The benefits include improved bone density, increased lean muscle mass, and enhanced core stability. By adding light resistance, the practice challenges the nervous system to maintain precision and control, leading to better functional mobility and posture.
What size weights should I use for Pilates?
Gemma Folkard recommends using 1kg to 2kg weights. Heavier weights can often cause the body to lose its alignment and over-recruit larger muscles, which detracts from the deep stabilizer work that defines the Pilates method.
Can weighted Pilates help with muscle tone?
Yes, weighted Pilates is highly effective for building lean muscle. Because the movements are performed with high repetitions and slow control, they create a toned, sculpted appearance without the bulk or high-impact stress of traditional gym workouts.

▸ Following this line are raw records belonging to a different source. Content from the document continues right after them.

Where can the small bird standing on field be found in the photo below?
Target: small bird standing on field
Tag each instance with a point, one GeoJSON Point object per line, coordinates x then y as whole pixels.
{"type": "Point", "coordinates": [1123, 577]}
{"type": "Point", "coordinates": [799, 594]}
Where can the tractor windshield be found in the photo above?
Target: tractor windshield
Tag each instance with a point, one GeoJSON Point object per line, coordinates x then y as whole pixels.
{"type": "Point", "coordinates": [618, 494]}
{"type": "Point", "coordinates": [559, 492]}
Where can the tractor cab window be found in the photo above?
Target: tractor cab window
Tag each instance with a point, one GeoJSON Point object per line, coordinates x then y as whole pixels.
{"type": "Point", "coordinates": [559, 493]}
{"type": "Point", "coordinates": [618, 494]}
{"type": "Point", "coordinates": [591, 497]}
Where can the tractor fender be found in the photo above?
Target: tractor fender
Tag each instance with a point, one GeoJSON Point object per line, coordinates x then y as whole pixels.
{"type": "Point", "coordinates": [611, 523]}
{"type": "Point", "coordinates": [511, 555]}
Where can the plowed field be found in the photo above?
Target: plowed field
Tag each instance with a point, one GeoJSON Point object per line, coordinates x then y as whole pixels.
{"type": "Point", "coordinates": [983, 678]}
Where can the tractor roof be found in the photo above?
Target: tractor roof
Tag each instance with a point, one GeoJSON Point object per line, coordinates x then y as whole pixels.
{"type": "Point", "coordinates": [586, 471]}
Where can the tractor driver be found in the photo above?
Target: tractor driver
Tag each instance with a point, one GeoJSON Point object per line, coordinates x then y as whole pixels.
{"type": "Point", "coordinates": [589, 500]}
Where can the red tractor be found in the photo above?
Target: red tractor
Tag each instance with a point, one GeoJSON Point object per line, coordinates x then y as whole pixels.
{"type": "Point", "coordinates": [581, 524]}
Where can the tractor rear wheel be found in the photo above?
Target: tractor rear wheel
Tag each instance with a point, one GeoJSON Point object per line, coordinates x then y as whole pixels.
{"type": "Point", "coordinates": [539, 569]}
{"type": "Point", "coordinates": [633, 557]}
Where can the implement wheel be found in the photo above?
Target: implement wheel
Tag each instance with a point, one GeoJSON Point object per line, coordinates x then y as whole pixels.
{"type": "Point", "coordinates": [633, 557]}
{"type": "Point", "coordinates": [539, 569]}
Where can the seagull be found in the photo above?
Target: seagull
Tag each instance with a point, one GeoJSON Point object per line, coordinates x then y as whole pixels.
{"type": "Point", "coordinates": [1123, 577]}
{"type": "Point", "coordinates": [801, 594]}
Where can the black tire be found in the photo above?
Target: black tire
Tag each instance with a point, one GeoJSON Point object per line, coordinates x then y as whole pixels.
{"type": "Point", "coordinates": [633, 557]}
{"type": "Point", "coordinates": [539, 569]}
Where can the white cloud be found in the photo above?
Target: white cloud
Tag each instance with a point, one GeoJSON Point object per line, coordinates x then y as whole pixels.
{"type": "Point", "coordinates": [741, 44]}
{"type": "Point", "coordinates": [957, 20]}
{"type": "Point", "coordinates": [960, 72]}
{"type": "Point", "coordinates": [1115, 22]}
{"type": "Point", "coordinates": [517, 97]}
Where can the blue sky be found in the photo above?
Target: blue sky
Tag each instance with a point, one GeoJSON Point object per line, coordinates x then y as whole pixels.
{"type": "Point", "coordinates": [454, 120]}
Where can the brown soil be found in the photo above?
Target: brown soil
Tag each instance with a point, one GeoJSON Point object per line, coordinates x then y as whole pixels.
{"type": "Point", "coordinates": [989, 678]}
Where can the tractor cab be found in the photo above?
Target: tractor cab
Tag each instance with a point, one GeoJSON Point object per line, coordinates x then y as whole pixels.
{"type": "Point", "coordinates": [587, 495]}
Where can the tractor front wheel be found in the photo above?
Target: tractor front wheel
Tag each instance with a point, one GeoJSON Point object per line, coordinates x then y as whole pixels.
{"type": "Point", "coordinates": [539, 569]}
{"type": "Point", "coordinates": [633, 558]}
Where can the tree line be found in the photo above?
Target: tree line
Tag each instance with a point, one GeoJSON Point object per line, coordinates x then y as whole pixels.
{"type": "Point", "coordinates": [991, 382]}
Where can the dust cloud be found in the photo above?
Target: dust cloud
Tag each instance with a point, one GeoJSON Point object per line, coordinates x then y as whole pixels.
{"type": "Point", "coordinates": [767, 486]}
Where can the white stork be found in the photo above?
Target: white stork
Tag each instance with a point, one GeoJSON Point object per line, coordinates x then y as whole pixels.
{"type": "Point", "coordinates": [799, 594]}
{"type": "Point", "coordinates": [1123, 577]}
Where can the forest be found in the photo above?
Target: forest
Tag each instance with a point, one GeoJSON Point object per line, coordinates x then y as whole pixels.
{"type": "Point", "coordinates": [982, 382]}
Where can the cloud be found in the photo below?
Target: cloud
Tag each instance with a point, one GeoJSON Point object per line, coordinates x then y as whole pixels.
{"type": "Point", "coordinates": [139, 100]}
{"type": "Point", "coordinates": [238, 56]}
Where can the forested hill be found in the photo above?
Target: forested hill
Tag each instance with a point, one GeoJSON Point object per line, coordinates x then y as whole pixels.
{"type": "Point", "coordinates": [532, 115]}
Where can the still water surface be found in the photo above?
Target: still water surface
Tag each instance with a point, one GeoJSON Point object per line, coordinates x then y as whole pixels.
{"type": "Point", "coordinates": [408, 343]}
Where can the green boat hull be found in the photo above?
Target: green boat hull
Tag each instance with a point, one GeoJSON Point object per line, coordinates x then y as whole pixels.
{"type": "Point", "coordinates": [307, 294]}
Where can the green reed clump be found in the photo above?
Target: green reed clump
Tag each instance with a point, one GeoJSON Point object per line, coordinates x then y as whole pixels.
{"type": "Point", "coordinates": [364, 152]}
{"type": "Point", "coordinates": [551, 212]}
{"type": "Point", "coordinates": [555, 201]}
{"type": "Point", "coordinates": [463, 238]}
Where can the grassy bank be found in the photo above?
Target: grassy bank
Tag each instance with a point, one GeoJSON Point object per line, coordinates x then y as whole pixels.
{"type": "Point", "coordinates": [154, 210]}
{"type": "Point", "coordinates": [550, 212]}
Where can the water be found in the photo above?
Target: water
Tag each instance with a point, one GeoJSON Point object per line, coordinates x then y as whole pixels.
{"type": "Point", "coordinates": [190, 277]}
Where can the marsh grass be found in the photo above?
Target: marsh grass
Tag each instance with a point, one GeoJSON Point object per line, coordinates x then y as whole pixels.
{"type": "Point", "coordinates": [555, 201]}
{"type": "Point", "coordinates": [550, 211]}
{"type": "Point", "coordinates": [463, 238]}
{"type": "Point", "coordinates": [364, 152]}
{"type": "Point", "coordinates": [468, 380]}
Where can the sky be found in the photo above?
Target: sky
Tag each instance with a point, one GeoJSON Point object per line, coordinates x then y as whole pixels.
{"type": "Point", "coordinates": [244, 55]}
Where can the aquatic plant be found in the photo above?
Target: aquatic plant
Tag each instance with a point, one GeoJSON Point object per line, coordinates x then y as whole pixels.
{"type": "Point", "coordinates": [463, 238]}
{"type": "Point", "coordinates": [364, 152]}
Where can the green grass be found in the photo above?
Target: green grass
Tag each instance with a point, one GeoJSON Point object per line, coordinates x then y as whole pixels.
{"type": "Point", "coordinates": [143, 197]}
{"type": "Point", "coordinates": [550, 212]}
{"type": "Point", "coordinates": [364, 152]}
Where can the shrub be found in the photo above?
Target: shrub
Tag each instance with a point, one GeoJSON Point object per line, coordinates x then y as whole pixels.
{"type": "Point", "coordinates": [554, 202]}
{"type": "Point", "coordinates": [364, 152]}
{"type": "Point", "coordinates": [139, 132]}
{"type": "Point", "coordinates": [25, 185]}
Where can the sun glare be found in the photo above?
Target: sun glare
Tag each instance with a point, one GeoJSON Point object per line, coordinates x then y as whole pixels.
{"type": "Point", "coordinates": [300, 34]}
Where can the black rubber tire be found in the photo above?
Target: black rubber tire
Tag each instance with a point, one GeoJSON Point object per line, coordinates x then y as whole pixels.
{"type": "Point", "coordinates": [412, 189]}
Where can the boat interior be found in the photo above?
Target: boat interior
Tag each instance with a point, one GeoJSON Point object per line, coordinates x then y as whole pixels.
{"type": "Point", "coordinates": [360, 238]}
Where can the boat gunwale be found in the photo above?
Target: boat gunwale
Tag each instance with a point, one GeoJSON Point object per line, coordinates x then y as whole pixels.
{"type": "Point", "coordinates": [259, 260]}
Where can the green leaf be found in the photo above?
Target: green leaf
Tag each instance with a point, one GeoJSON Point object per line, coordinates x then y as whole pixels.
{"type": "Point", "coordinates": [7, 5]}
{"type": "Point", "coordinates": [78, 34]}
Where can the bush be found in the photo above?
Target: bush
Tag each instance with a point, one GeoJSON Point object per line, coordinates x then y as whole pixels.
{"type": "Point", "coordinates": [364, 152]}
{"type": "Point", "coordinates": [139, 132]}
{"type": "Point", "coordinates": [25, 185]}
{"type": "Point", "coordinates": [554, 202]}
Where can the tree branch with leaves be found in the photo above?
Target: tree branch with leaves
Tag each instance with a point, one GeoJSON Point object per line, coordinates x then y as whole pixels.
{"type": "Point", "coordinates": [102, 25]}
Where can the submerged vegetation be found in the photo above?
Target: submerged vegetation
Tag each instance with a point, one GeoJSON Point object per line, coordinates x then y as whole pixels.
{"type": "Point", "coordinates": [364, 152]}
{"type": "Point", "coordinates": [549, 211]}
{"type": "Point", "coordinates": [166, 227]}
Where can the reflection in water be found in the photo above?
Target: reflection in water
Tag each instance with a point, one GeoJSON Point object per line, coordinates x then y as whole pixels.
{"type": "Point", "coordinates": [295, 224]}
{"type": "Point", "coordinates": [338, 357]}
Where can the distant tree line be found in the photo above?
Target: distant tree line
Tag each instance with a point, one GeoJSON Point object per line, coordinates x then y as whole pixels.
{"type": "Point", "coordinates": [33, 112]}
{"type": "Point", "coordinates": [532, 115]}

Is Pilates with weights safe for beginners?
Weighted Pilates is very safe for beginners provided they start with the lowest resistance, such as 1kg weights. The focus should always remain on the movement flow and powerhouse activation before increasing the weight.
Does weighted Pilates burn more calories?
Adding weights to a Pilates routine increases the intensity and resistance, which generally results in a higher calorie burn compared to standard mat Pilates. However, the primary advantage is the long-term metabolic boost provided by increased muscle tissue.